Öte yandan bazı kamyonların arkasında yazan “özendiğiniz hayatı yaşamakla meşgulüm” veya bu perspektifte yazılan şoförlük mesleğini birçok kişinin yapmak istediği varsayılan cümlelerde yer alan özenme, istenme durumunun oluşmasının sebebi, iş yapıları gereği gündelik yaşam rutin işleyişine uygun olmayan çalışma biçimleridir. Örneğin bu özenti şehrin kalabalığından sıkılmış, aylardır hatta yıllardır şehirden ayrılamamış bir insanın şoförün tek başına ıssız bir ovada veya dağlar arasında manzaralar eşliğinde saatlerce gideceğini bildiğinden kaynaklanmaktadır. Gerçektende şoförler rutin iş yaşamında mesaisi biten insanlar dinlenmek ve uyumak için evine giderken tüm gece boyunca çalışmaya hazırlanırlar. Bir sonraki gün Türkiye’nin veya dünyanın neresine doğru yol alacakları belirsizdir. Şoförlerin hayatlarındaki bu belirsizlik aile, arkadaşlık, akraba ilişkilerini de belirlemektedir.
3.3.
Sorunlar ve Öneriler
Uzun yol şoförleri ile yapılan bu araştırmada ortaklaşan sorunlar ve bu sorunlara ortaklaşan çözüm önerileri saptanmıştır. Bu başlık altında saptanın sorunları ve çözüm önerileri dört madde üzerinden anlatılmıştır.
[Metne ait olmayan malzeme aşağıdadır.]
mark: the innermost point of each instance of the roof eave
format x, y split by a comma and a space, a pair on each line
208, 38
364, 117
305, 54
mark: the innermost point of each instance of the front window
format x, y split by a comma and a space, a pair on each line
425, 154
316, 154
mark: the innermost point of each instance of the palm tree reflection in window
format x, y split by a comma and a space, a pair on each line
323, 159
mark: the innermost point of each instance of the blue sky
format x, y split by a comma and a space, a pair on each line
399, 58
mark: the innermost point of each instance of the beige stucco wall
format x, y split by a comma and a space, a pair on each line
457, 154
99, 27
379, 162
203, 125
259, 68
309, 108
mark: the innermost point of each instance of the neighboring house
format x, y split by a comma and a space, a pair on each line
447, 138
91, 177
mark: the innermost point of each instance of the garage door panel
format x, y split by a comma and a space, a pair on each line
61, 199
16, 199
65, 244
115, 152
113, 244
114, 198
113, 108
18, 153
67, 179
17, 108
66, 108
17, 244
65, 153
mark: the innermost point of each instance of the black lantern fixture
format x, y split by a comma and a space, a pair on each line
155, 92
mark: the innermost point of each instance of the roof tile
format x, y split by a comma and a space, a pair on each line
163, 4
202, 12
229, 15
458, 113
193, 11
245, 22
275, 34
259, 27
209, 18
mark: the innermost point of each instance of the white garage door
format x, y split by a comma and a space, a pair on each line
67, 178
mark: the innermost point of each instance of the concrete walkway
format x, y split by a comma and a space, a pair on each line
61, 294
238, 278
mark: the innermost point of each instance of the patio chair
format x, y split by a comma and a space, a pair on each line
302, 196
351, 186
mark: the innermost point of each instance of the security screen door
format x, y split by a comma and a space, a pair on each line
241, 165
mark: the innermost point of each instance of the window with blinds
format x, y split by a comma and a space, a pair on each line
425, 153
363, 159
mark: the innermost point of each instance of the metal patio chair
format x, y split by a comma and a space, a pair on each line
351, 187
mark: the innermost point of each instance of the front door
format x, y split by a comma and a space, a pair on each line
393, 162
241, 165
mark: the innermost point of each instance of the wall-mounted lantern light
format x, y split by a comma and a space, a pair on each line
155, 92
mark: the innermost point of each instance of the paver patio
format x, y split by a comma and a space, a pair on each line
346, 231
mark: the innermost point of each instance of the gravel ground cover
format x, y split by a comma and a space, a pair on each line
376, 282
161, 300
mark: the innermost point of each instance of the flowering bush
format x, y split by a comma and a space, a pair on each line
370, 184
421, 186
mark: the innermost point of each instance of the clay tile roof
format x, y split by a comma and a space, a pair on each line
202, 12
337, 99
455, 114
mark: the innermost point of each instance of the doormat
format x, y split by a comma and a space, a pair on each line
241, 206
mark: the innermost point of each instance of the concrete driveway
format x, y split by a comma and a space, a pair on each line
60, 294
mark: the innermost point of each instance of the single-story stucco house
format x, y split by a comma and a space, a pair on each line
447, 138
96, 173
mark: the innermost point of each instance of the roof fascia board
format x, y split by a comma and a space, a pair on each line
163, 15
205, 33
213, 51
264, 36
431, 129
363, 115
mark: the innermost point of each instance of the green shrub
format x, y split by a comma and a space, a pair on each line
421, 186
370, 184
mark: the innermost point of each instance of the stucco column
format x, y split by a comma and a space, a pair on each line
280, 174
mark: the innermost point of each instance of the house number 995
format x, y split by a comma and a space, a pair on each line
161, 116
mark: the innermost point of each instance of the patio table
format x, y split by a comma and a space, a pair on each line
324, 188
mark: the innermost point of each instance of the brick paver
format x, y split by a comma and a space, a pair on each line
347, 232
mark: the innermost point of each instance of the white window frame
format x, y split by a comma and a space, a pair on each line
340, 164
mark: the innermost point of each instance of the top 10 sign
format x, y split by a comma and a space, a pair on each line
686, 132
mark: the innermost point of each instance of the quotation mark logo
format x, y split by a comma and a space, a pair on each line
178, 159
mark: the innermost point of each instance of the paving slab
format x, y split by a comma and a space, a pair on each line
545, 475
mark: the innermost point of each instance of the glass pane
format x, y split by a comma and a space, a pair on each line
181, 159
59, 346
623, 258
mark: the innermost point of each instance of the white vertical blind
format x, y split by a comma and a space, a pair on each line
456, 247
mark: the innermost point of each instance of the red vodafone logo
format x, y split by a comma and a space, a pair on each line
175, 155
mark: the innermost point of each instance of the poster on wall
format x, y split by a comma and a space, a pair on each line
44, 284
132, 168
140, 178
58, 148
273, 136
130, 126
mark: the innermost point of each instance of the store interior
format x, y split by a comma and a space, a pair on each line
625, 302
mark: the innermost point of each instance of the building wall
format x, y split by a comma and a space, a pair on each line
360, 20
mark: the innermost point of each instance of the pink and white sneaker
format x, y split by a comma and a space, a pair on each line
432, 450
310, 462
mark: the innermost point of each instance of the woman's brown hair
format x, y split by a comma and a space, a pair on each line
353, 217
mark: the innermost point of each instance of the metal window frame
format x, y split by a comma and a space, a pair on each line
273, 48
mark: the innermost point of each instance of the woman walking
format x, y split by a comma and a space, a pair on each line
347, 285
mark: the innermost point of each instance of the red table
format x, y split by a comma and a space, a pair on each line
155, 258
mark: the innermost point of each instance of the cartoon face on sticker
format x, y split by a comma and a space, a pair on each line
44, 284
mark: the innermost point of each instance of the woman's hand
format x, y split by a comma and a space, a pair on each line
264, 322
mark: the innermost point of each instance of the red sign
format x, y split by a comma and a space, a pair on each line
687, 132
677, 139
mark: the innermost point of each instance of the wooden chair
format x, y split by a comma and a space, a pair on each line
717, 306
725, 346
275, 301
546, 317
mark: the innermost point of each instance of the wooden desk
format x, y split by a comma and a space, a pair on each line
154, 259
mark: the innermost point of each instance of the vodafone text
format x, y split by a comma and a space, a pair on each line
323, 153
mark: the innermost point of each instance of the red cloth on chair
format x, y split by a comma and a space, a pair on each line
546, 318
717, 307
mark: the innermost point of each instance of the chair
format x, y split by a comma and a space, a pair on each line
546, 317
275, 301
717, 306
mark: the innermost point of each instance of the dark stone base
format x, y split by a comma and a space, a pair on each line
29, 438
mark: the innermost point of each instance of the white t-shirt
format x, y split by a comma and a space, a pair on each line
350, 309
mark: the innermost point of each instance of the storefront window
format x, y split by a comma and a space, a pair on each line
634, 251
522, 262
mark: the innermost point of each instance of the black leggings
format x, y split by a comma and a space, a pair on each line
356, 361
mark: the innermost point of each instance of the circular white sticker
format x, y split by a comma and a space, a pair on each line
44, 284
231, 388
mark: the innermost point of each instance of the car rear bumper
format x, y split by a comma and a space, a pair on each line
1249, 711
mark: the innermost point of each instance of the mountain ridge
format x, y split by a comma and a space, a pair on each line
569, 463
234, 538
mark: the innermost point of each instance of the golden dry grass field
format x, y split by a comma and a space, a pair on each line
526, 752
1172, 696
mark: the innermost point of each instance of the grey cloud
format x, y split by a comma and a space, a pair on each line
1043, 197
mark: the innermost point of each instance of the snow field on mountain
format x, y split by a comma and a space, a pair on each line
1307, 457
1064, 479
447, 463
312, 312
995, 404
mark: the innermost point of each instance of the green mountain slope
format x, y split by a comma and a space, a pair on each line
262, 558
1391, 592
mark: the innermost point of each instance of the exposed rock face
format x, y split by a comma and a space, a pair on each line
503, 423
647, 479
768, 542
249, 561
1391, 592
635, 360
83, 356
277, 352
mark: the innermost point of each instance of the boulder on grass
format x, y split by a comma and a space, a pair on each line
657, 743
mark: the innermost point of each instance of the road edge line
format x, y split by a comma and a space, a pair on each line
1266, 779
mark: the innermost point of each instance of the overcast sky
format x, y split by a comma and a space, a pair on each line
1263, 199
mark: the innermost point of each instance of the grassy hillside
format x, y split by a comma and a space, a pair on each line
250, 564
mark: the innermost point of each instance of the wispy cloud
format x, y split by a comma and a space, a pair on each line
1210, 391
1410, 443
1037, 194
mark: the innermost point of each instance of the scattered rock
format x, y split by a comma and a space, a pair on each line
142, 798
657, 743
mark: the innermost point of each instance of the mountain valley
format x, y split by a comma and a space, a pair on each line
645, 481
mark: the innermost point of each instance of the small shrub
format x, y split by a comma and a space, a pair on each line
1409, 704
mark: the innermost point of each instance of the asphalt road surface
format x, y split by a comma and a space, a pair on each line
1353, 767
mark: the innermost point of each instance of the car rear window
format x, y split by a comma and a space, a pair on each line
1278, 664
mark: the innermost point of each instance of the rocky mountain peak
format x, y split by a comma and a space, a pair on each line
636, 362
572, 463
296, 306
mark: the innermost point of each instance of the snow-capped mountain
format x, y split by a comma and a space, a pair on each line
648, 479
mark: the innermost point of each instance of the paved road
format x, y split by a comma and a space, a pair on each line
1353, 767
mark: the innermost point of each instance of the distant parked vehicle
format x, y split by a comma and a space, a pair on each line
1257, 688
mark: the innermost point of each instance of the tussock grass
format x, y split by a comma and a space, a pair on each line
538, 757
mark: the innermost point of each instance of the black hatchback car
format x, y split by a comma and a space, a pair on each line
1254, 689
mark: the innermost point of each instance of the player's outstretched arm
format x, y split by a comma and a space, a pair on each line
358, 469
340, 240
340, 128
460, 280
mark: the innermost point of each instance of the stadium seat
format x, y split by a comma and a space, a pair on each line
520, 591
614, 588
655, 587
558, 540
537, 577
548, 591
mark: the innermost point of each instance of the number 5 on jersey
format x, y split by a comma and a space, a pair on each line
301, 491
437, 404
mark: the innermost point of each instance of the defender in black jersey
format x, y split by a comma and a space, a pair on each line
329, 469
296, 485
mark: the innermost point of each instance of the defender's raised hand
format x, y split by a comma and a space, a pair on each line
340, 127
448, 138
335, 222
1. Sorun: Komisyoncu, firma yetkilisi, şoför arasında belirlenen nakliye ücretinin standardı bulunmamaktadır. Aralarındaki iş ilişkisi denetimsizdir.
Çözüm Önerisi: Yapılan görüşmelerde yük ve uzaklık üzerinden belirlenmiş bir standart fiyat olmadığı saptanmıştır. Özellikle şirket araçları gittikleri ilden boş dönmek yerine çok daha ucuz nakliye ücretlerini kabul ederek araçlarını bağlı olduğu şehre veya fabrikaya geri getirtmektedir. Bu durum araç sahibi olarak şoförlerin en büyük sorunudur. Fiyat standardının sağlanması ve denetimlerin yapılması bu sorunun aşılması yönündeki en somut öneri olarak ortaya çıkmıştır.
2. Sorun: Mazot zamları.
Çözüm Önerisi: Uzun yol şoförleri, özellikle kendi aracına sahip uzun yol şoförleri akaryakıt zammına karşı değildir. Karşı oldukları şey zamların günlük, gecelik yapılmasıdır. Günlük zamlar nakliye ücretlerine yansıtılamadığı için kazançları kaybolmaktadır. Bu duruma somut öneri ise ticari yük taşımacılığı yapma yetki belgesi olan araçlara akaryakıt zamlarının günlük değil önceden tarihi belirli olan dönemlerde (3-6-12 ayda bir) gerçekleştirilmesidir.”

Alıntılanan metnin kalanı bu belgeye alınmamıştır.